Another interesting implication for the AhR-IDO1 cross-regulation relates to IDO2. Indeed, the IDO2 gene contains 2 putative xenobiotic response elements,[66] thus raising the possibility that AhR might directly regulate the expression of IDO2. However, it is unclear whether IDO2 might contribute to kynurenine production[67] and, therefore, to the activation of AhR. However, it is possible that IDO2 participates with other mechanisms.
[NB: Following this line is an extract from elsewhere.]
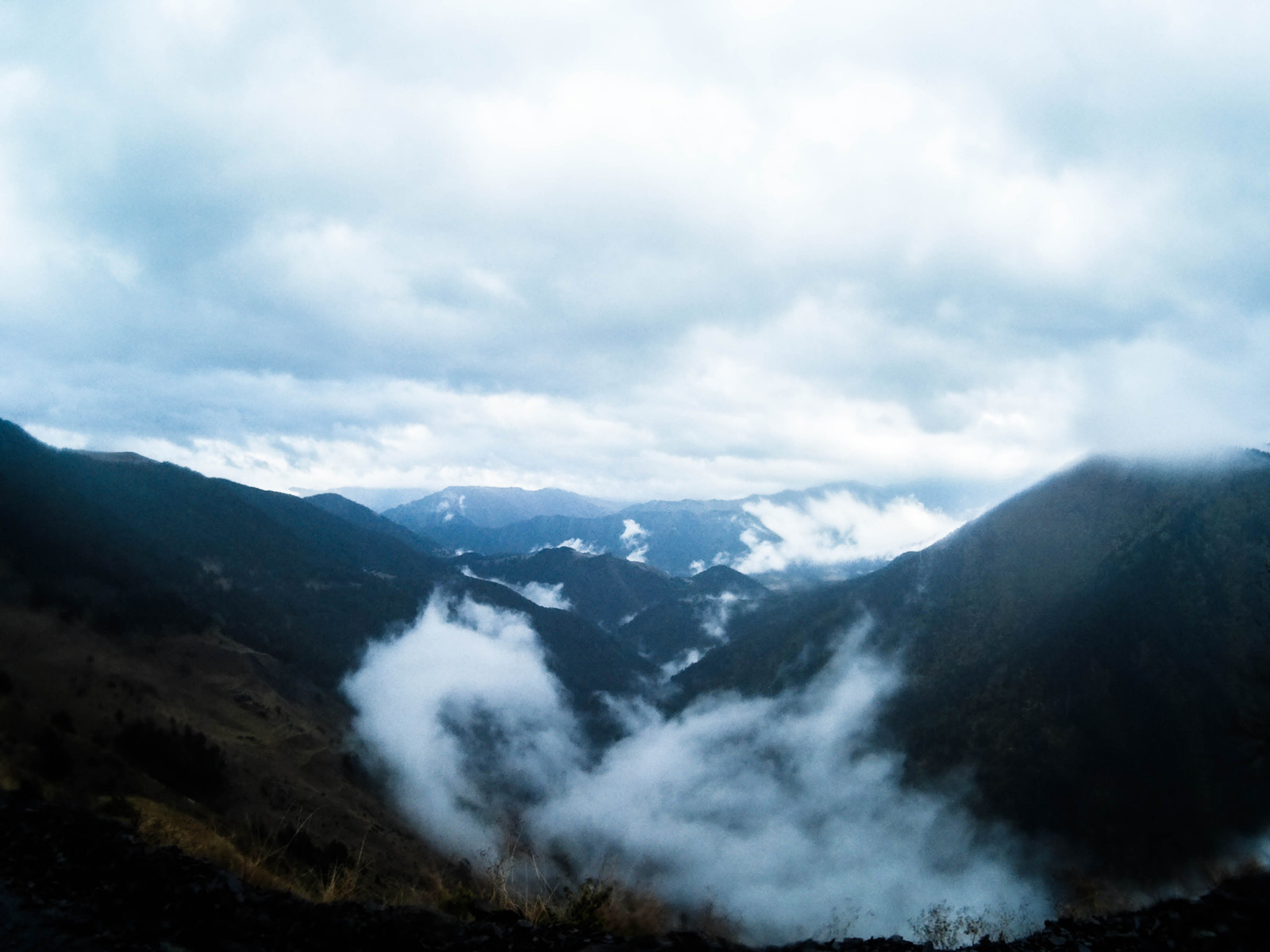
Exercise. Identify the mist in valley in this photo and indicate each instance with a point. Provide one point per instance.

For instance, a substantial body of evidence has prompted the concept that IDO2 might act as a proinflammatory mediator in autoimmune diseases and in contact hypersensitivity.[68] It is unclear whether a similar role is played in fungal responses but, should this be the case, it would open up a scenario in which AhR activation promotes resistance not only by enhancing mucosal barrier function but also by arming a proinflammatory pathway. This possibility warrants further investigation.
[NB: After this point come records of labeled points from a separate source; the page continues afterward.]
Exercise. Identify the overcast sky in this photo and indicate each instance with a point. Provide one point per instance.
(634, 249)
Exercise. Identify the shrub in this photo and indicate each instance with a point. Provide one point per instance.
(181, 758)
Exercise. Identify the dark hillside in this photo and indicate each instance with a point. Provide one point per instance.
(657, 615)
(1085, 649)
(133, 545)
The AhR/IDO1 Pathway: Moving Beyond Infections

As previously stated, a perturbation of Trp utilization by the different metabolic pathways might have implications in several pathological conditions,[64] including metabolic syndrome (MetSyn) in which an overactivation of the IDO/kynurenine pathway has been observed.[69] 3-IAld is a metabolite derived from the microbial degradation of the amino acid Trp and represents a “postbiotic” as it is produced by commensal lactobacilli. The interest for postbiotics relates to their favorable safety profile and ability to modulate healthy physiological processes.[70] We have exploited the therapeutic potential of 3-IAld for the prevention of gut inflammation in experimental MetSyn. MetSyn is characterized by the diagnosis of a cluster of diseases, including visceral obesity, low high-density lipoprotein, hypertension, hyperglycemia and hypercholesterolemia.[71] MetSyn manifests as a result of leaky intestinal epithelia, also caused by diet-induced dysregulation within the gut microflora. MetSyn is a major risk factor for type 2 diabetes, and treatment is generally in the form of encouragement to adopt healthy lifestyle habits. Unfortunately, such treatment strategies are either ineffective or slow-acting. We have explored the therapeutic utility of 3-IAld loaded into nanoparticles in an experimental model of epithelial barrier dysfunction induced on feeding mice with high-fat diet.[72] This model recapitulates the MetSyn. We found that 3-IAld was indeed active in the (1) repair of damaged epithelial cells, (2) reduction of inflammation, (3) control of metabolic indexes, and (4) prevention of inflammatory microbial dysbiosis (Borghi et al, manuscript in preparation). As the disruption of the epithelial barrier is implicated in many human diseases, including respiratory allergies, encephalitis, and neurodegenerative diseases, the possibility to target both the host and the microbiota by modulating the cross-regulatory circuit between AhR and IDO1 in human infections and inflammatory diseases makes the microbial indoles, including 3-IAld, one of the greatest challenges in the field.

Conclusions

The harnessing of the AhR/IDO1 pathway may represent a much-needed strategy for improving and preventing the burden of fungal diseases. By shifting the current view of infection pathogenesis from pathogen- to host-oriented view, we have provided proof-of-concept evidence of the feasibility of therapeutic approaches to reduce infectious disease burden by targeting immunometabolic checkpoints leading to tolerance. In addition, the druggability of this pathway suggests that the exploitation of microbial metabolites to promote homeostasis and microbial symbiosis at mucosal surfaces in infections and inflammatory settings is becoming a reality. Ultimately, the therapeutic use of postbiotics is increasingly being recognized for their excellent safety profile and their ability to rescue gut health while preserving microbiota integrity.[73] Thus, postbiotics are a teaching example of how mining the microbiota for therapeutic leads may turn to be a great opportunity in modulating cooperative host and microbial defenses.